Limburgse jobstudenten verdienden 136,5 miljoen

Vooral om piekmomenten op te vangen, maar ook omdat ze goedkoper zijn: daarom schakelen 3/10 Limburgse bedrijven jobstudenten in. Vorig jaar klopten deze studenten maar liefst 10 miljoen werkuren, goed voor 136,5 miljoen euro aan inkomsten, zo berekende Unizo Limburg.

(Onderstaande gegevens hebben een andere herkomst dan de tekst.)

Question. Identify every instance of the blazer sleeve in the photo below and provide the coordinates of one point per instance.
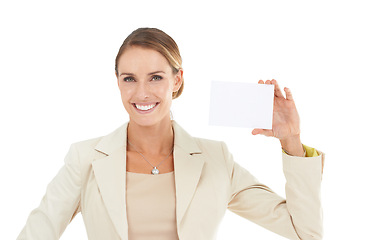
(59, 205)
(299, 216)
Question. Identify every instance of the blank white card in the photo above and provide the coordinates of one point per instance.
(236, 104)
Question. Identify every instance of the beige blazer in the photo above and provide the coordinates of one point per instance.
(207, 180)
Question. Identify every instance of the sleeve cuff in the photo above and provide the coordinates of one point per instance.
(308, 151)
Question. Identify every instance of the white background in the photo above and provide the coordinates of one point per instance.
(58, 87)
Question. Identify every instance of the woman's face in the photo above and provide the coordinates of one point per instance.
(146, 83)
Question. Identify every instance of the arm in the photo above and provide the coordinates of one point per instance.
(297, 217)
(59, 204)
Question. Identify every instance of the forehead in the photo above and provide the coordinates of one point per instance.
(142, 60)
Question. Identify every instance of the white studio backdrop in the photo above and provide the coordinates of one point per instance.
(58, 87)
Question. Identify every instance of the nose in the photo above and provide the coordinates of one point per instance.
(143, 90)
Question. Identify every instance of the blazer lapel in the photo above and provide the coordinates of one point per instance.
(188, 164)
(110, 174)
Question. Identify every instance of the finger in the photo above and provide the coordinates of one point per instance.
(277, 90)
(265, 132)
(288, 94)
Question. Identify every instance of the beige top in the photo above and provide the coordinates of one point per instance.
(151, 206)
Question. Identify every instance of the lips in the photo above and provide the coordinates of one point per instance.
(145, 107)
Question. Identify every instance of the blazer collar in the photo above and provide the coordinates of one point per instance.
(110, 174)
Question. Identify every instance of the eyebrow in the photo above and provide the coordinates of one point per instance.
(131, 74)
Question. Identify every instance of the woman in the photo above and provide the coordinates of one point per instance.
(149, 179)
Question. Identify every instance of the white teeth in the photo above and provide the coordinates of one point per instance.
(145, 107)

Uit de jaarlijkse bevraging van Unizo Limburg (bij 213 ondernemingen) blijkt 3 op 10 Limburgse ondernemers een beroep te doet op jobstudenten en andere tijdelijke krachten. Ze doen dit om piekmomenten op te vangen (6/10), omdat ze goedkoper zijn dan vaste medewerkers (4/10) en om hun bedrijf draaiend te houden als vaste medewerkers vakantie hebben (2,5/10). Een aantal ondernemers meldt ook dat ze noodgedwongen een beroep doen op tijdelijke krachten omdat ze geen vaste medewerkers vinden.

Werken als jobstudent is bovendien een vrouwenkwestie, zo blijkt uit RSZ-cijfers: Limburgse meisjes werken vaker als jobstudent, vullen meer studentenjobs in en werken meer uren dan hun mannelijke collega’s. In totaal werkten alle Limburgse jobstudenten in 2022 samen voor het eerst meer dan 10 miljoen uren. Een record. Het ging om 210 gewerkte uren/student, goed voor een totale verloning van 136,53 miljoen euro of gemiddeld 2.842 euro per student.

Bart Lodewyckx, gedelegeerd bestuurder van Unizo Limburg, analyseert het cijfermateriaal: “Na corona zitten de cijfers inzake studentenarbeid volop in de lift. Studenten werken vaker, langer en doen dat steeds vaker buiten de zomermaanden. Studenten zijn dan ook bijzonder gegeerd bij ondernemingen, en dat hoeft niet te verbazen. Ze voegen in essentie een instant flexibiliteit toe binnen een bijzonder krappe arbeidsmarkt, met een logisch kostenvoordeel. Zo vormt studentenarbeid een ideaal instrument om gewone, reguliere tewerkstelling aan te vullen, of een tijdelijk hogere werklast te counteren. Heel interessant in tijden van arbeidsmarktkrapte is ook dat werkgevers via studentenjobs een inrijpoort hebben voor mogelijke toekomstige vaste medewerkers.”

Lodewyckx benadrukt nog dat het optrekken van het maximale aantal uren voor studentenarbeid belangrijk is. “Ook al ligt het gemiddelde aantal gewerkte uren (212) nog ver onder de grens van 475 uren, die begin 2023 verhoogd werd tot 600 uren, is het voor een aantal studenten essentieel. Neem bijvoorbeeld een student die veertig weekends per jaar gemiddeld 8 uur in een bakkerij of in de horeca werkt, die komt jaarlijks al snel aan 320 uur. Als hij dan nog een maand vakantiewerk doet in de zomer (20×8 = 160 uren), dan was het oude systeem van 475 uren al te weinig. Een uitbreiding van de uren tot 600 verstoort bovendien de markt niet, maar is wel cruciaal voor die bedrijven die er een beroep op doen”, besluit Lodewyckx.